An example of this might be an API that locks a given logged in user to a certain spot instance so that that users session information can be tracked and maintained within the API. The big issue with this kind of setup is that if the node supporting a specific user dies, or goes away as it would with a spot instance being taken away, the logged in users state information has disappeared for their session. This effectively would make them seem as if they were a logged out user simply because the node they were forced to work with went away and they are now required to start communicating with another node which doesn’t have their state information.
Ideally this is prevented by saving the state information to a remote database instead of inside an API instance running on a spot node. But this really would depend on the API server being used by the cloud customer and how it is configured.
A final issue that may arise with API systems running on top of spot instances is if there is suddenly a huge demand for those instance types by other cloud customers, but they are willing to pay the on demand pricing, or go into a long term contract for reduced pricing of those instances. If the demand suddenly becomes so large that there are no more spot instances available, or the other spot instances are already spoken for at your price, then there may be no capacity for the API nodes to run on. This means that any requests going to the hosted API would no longer work as there are no more resources left to process the requests.
A final issue that I’d like to discuss may able be a good example of when not to use spot instances has to do with time sensitivity.

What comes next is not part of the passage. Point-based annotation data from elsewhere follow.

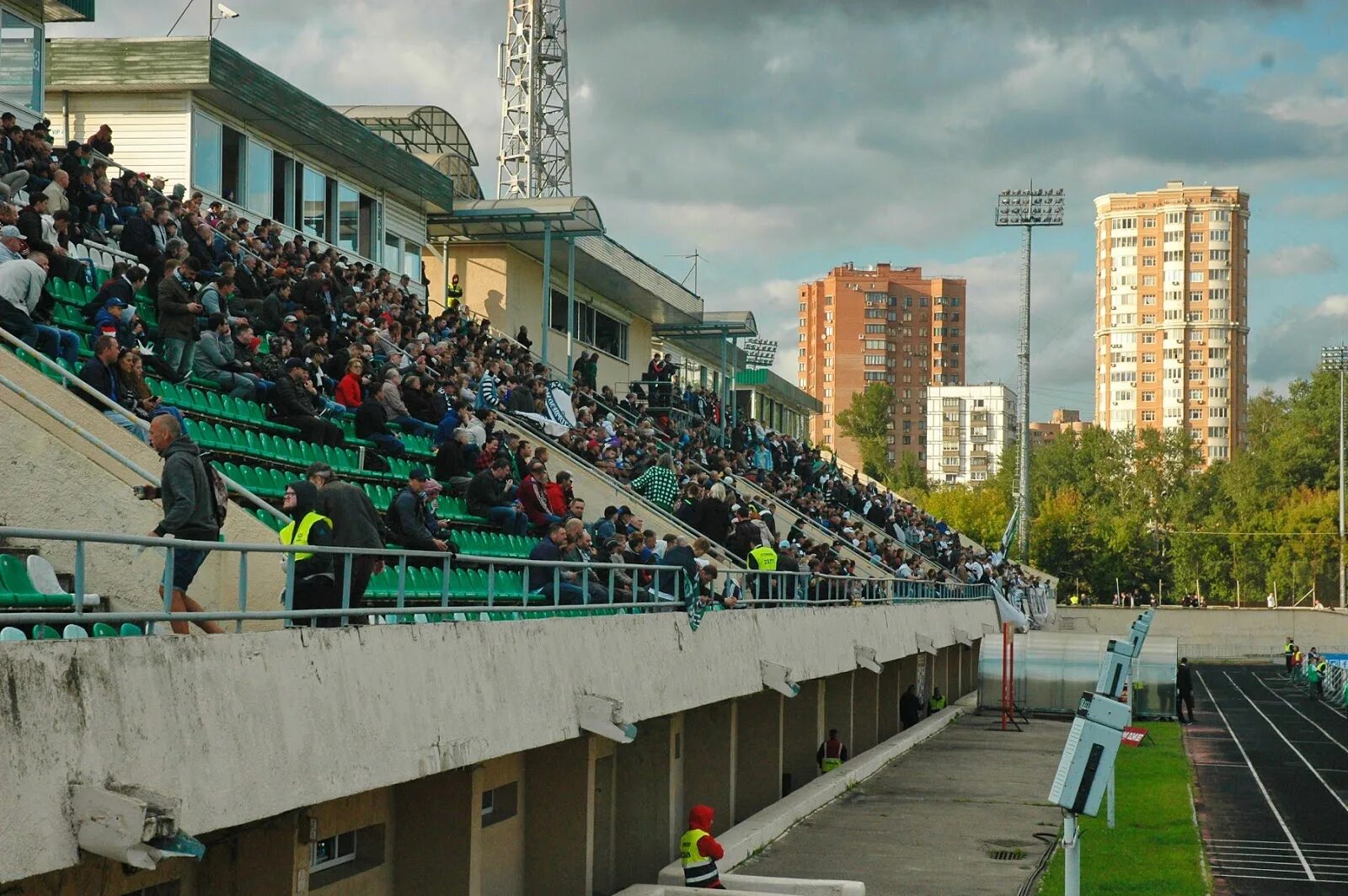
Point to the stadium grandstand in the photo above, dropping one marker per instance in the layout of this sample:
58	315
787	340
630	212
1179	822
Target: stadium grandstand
482	531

Even if you are running short term tasks on top of the spot instances that you’ve purchased in your cloud account, some times those tasks need to be completed within a relatively short time period.
If you currently have all of your spot instances up and running with your software that is required to process these time sensitive tasks, the spot instances may still be taken away at any moment. If this were to happen, the queue of tasks that the spot instance was processing would back up as the spot instance is no longer processing those tasks, unless another one of the nodes take over.

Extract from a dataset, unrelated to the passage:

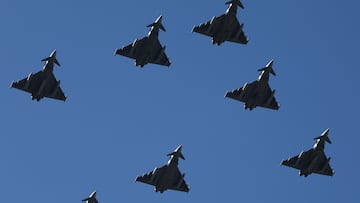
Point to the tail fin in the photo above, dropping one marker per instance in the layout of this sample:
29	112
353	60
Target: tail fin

This extends the amount of work the other nodes need to do, meaning they need to pickup the slack of the missing node or nodes. This could cause the progress to slow down to a point that is unacceptable for the time sensitivity of the tasks being processed. This can be alleviated by adding more nodes to the processing queue, but it still takes time for those nodes to startup and get ready to start processing the queues of work that is available. Also, this only works if there are more nodes available to be added to the queue, which is unlikely if one was already taken away.

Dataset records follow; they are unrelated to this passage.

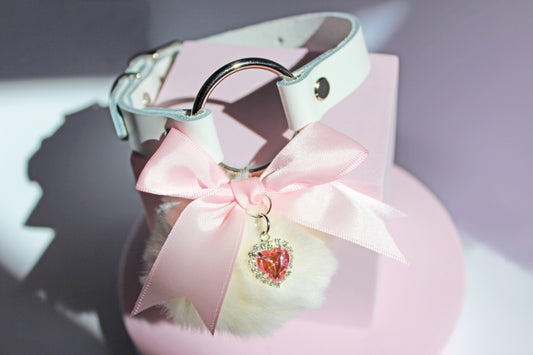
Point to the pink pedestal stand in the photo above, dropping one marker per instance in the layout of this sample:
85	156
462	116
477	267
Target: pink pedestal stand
417	307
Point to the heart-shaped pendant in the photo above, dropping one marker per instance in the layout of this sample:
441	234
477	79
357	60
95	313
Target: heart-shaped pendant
271	261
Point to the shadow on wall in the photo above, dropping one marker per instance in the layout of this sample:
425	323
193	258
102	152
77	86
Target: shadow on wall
89	200
76	37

If these are tasks that need to be completed within a guaranteed time frame from when they get added to a work queue, spot instances are likely not the best approach for this type of task as you can’t guarantee the nodes will be there, ready and able to process the work given to them. This could especially be true for financial transactions or fraud detection type processing that needs to happen quickly during a specific workflow. If these jobs were interrupted part way through, or not completable due to lack of resources because no spot instances were available, it could be a really bad experience for the end users.
Even though this article talks about many situations for when spot instances shouldn’t always be used, there are a lot of situations that are ideal for spot instances. This is especially because they can save a huge amount of money compared to paying full price for on-demand usage. In a future article, many of the beneficial examples will be discussed.